Thursday, November 20, 2003
Calgary's News & Entertainment Weekly
FFWD Weekly
FILM
by Joel McConvey
Superficial decadence
PARTY MONSTER
Starring Macaulay Culkin and Seth Green
Written and directed by Fenton Bailey and Randy Barbato.
Opens Friday, November 21
Globe Cinema

From Seth Green and Macaulay Culkin wrestling for control of the narrative during the opening minutes of Party Monster, to Green's conversation with a giant rat near the end, almost everything about Fenton Bailey and Randy Barbato's look at New York's crazed club scene is superficial.

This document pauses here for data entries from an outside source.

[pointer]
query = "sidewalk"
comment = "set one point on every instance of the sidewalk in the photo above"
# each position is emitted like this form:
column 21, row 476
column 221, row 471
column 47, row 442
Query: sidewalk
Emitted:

In this case, that's a good thing. Party Monster is based on Disco Bloodbath, James St. James's book about the Club Kids, a group of audacious partiers who ruled Manhattan's Limelight club in the late-’80s and early-’90s. Green plays St. James, whose status as the circuit's preferred enfant terrible wanes when Michael Alig (Macaulay Culkin) infiltrates the scene and proceeds to turn himself into a flamboyant, androgynous messiah to a small group of drugged-out, postmodern dandies.

The film follows Alig’s rise to fame, through his relationship with superstar DJ Keoki (Wilmer Valderrama), to his arrest for the killing of his drug dealer, Angel (Wilson Cruz). Culkin still can't really act, but his creepy smile and hollow delivery make him perfect for the role of gingerbread psychopath Alig, whose obsession with image enslaved his personality, and eventually his humanity, entirely.

Like Alig, the film is often consumed by image. Michael Wilkinson's garish, fabulous costumes steal the show and often, the filmmakers get so caught up in re-creating the outrageous visual environment the Club Kids carried with them that other elements of the film get left behind. Many of the characters' relationships are underdeveloped (particularly the one between Alig and Angel), and as Alig spirals into drug meltdown, the picture gets mired in gloopy camera effects and stylistic overkill.

But the lack of substance ultimately adds to the mood – flamboyant unconcern underlined by apocalyptic decadence. And while Culkin seems to be good by accident, Green plays bored artifice with surprising range. Fittingly, it's his St. James who finally wins the right to tell the story – more often than not, Party Monster is his film.